29 Eylül 2013 Pazar

İran'da Kadın Olmak

            Tahran’da bir kadın arabasıyla yola çıkmıştır. Arka arkaya arabaya binenler aracılığı ile bir kadının yaşamını ve İran’da yaşayan kadınların dünyasını tanımaya başlarız. Sürücü ile konuklar arasında geçen her diyalog, on bölümlük filmin bir parçasını oluşturur. Arabada gerçekleşen konuşmalar, kadınların aile yaşamlarına ve toplumda kendilerini ifade etme çabalarına ışık tutar…
            İran sinemasının en önemli yönetmenlerinden Abbas Kiarostami’nin imzasını taşıyan film, sıradışı anlatımı ve öyküleriyle dikkat çekiyor. Gösterildiği festivallerde yoğun ilgi gören yapım, bizde de İstanbul Film Festivali’nde gösterilmişti. İran sinemasını yakından takip edenlerin kaçırmayacağı film, tüm dünyanın beğenisini kazanan güçlü bir sinemayı keşfetmek için de önemli bir adım…

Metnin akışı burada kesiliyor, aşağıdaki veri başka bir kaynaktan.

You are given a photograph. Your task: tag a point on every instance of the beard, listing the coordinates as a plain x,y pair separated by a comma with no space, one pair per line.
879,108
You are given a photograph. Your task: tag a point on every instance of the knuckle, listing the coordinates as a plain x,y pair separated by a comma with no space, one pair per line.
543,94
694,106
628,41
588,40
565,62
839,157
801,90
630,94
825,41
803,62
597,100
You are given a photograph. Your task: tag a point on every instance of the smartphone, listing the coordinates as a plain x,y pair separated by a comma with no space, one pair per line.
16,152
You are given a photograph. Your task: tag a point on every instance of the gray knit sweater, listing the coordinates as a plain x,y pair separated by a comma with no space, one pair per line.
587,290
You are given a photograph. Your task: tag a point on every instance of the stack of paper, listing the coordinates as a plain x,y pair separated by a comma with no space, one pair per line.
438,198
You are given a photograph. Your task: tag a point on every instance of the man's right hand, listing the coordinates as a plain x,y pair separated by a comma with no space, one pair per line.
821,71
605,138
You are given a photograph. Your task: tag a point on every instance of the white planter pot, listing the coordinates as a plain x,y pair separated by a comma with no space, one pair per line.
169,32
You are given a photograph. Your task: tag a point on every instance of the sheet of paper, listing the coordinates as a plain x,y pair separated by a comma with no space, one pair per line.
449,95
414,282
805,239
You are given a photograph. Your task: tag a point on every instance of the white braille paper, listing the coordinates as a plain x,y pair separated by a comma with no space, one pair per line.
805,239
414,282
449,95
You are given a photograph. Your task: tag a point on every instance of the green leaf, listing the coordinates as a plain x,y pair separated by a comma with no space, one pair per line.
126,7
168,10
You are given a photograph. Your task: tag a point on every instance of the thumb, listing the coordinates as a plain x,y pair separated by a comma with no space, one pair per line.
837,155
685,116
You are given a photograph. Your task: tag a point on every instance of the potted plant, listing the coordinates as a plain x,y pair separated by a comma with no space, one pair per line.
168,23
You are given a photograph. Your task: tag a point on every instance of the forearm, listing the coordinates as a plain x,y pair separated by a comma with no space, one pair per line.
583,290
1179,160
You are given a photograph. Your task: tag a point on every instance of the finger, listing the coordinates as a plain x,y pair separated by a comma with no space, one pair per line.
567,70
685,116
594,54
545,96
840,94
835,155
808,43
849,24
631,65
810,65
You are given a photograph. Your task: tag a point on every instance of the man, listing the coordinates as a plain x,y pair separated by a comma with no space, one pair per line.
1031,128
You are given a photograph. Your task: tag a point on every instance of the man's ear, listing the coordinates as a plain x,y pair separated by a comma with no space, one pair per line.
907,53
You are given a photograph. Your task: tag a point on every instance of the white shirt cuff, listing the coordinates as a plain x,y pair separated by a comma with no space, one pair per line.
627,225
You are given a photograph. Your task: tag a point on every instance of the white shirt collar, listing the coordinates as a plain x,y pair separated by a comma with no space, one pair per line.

            İran'da kadın olmak ya da olmamak.Varsınız-yoksunuz,her ikisininde levelinin tabana vurduğu bir durumdur.Seslenmek-sesinizin duyulmaması.Konuşmak istemek-konuştuğunuzun kaidesinin olmaması.Yazmak-yazdıklarınızın okunmaması ve de aşağılanması.Tek suçudur kadın olmak.Kadınların her şeyden önce insan olduklarının unutulduğu ya da önemsenmediği toplumların tarih sahnesinde hep kara listede kalacakları tartışmasız.Oysa bir kadının önemsendiği takdirde,kendisine olan güveninin tam yerinde olduğu takdirde neler başarabileceğini,neler yapabileceğini keşke bilinebilseydi.Belki de bunu çok iyi biliyorlar ve bunun bariz bilincindeler.Kadının başarabileceklerinden korktukları için kendi hegomanyalarına bir tehdit unsuru olarak gördüklerinden bu doministik oyunu sürdürme emellerinde kararlılar.Buraya kadar kadın sömürüsünü konumuz Abbas hocamızın Ten filmi olduğu için İran merkezli yazdım.Aslında Abbas Kiarostami'de İran üzerinden tüm dünyada varlığını sürdüren ataerkil düzeni eleştirmiştir.Ataerkil mentalitesinin kadını b-plus bir lige sokması ve bunu İslami mentalitenin dayatması gibi gösterilmesi de ayrıca düşünülmesi gereken bir durum.İ.Ö yüzyılda kız çocuklarının diri diri gömüldüğünü ve İslamiyetin gelişiyle bu cahiliye döneminin bittiği,tarih boyunca kadının önemsendiği bir dönem olduğu çok sahih kaynaklarda mevcut.Kadının 2. sınıf bir konumda olduğunun sırf İran ya da bazı Arabi ülkelere hatta İslam coğrafyasına özgü bir durummuş gibi lanse edilmesi de tamamen kapitalist sistemin bir oyunudur.Burada bir taşla iki kuş vurulmak planlanmıştır.Uyanık olup,gerçeği görmekte yarar vardır.Ataerkillik bütün dünya ülkelerinde yaygın olan bir durumdur.Kadın iyi eş,iyi ev hanımı,cinsellik gibi stereotiplere yerleştirilmiş ve sömürü çarkının en önemli bir parçası konumundadır.